Diesel prices are up almost 15 cents in just three days. And we haven’t even hit summer driving season yet.
We recently did a webinar sharing some key reasons why oil prices could continue to push higher – fundamentals, financials, and politics. If you missed it, check out yesterday’s FUELSNews email for a link.
If you’ve already exceeded your fuel budget, it may be time to layer in some protection before prices rise even higher. Choosing not to reduce risk is choosing to let volatile market events dictate your company’s profits. If you want to discuss avoiding going further over-budget, contact risk management expert Jay Blanton at email@example.com.
Oil prices are trending lower this morning after yesterday’s record close. After gaining $4.80 over just three days, markets are pulling back slightly, as some traders cash in their gains and exit. Most are simply hesitating, waiting for the numerous bullish rumors to turn concrete. Crude oil is down 37 cents, trading at $66.45.

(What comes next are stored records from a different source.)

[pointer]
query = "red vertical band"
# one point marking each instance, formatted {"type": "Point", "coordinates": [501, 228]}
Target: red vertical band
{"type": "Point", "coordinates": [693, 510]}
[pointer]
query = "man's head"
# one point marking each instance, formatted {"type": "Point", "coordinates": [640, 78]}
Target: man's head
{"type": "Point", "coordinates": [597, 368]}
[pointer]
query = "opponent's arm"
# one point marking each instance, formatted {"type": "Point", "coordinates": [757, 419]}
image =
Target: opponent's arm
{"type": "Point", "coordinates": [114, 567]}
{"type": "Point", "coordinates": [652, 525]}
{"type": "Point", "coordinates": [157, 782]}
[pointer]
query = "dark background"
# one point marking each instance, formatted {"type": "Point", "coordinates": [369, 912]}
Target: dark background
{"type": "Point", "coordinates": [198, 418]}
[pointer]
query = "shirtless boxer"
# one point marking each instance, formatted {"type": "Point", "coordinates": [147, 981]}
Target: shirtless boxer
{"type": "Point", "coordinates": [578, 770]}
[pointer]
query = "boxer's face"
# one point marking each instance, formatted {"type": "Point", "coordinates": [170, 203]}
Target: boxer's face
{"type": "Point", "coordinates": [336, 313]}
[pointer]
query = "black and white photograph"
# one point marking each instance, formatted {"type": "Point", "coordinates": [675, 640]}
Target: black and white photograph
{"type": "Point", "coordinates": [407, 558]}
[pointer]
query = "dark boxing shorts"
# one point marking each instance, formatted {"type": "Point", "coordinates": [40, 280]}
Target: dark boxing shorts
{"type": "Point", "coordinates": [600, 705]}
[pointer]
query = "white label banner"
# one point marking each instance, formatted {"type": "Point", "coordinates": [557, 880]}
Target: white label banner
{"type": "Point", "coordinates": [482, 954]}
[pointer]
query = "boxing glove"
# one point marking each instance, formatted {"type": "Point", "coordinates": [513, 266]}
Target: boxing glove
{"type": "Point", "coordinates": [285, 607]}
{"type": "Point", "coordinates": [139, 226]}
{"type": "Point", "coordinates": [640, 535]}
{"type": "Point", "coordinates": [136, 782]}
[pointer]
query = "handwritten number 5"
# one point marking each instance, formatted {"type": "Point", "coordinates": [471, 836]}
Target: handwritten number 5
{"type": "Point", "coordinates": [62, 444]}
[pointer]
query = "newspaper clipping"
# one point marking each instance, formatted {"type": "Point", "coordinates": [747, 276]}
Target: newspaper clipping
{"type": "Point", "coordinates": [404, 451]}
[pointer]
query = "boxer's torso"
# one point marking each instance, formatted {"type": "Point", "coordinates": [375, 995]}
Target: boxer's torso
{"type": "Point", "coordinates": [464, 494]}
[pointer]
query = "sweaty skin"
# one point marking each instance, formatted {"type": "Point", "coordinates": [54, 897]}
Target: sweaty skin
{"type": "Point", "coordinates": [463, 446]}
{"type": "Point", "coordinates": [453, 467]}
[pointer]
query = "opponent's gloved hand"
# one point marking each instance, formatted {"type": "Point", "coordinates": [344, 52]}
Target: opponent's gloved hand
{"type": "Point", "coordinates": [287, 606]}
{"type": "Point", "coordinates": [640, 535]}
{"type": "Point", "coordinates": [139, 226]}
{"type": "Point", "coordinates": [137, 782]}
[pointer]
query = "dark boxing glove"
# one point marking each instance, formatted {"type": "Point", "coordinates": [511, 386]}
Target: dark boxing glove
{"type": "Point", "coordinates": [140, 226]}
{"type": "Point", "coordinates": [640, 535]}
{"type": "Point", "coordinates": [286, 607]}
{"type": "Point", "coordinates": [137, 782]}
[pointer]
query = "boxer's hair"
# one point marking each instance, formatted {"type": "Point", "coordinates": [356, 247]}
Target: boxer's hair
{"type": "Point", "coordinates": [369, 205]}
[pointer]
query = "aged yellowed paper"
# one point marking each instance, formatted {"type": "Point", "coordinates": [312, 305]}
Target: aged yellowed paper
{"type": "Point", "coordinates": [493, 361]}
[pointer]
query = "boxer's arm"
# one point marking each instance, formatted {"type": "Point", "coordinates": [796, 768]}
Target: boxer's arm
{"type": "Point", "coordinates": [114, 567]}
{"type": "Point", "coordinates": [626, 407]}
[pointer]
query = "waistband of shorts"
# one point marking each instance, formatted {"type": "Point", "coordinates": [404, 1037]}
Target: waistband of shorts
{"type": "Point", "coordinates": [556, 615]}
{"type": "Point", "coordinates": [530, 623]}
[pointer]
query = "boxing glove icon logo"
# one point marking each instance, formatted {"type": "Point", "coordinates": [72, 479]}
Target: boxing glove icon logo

Fuel prices are also tracking slightly lower this morning. After gaining nearly 7 cents on Tuesday and another 3 cents yesterday, diesel prices are trading slightly lower, losing 0.8 cents to trade at $2.0845. Gasoline has seen slightly larger losses, giving up 1.9 cents and trading at $2.0489.
Trump is backing away from his announcement of strikes on Syria after yesterday tweeting that “missiles are coming.” Mike Pompeo, nominated to be Secretary of State, has said that if appointed he would look for a solution to the Iran deal. The two updates have given the markets pause, for now, in sending prices soaring higher. Of course, the fundamentals still appear supportive for higher prices over the longer-term, especially if Iran deal talks break down and lead to the imposition of sanctions on May 12.
EIA Data Stunts Rally
While markets rose quickly yesterday in response to political news, the near-term fundamentals were a bit less riveting for crude markets. Crude inventories gained 3.3 million barrels, far above the expected slight draw. On the other hand, diesel inventories resumed their downward decline.
After seven straight weeks of inventory draws, diesel stocks saw small gains last week, only to drop even lower this week. The pull of diesel stocks, due both to strong demand and strong exports, has helped keep diesel prices elevated despite the market pullback this morning.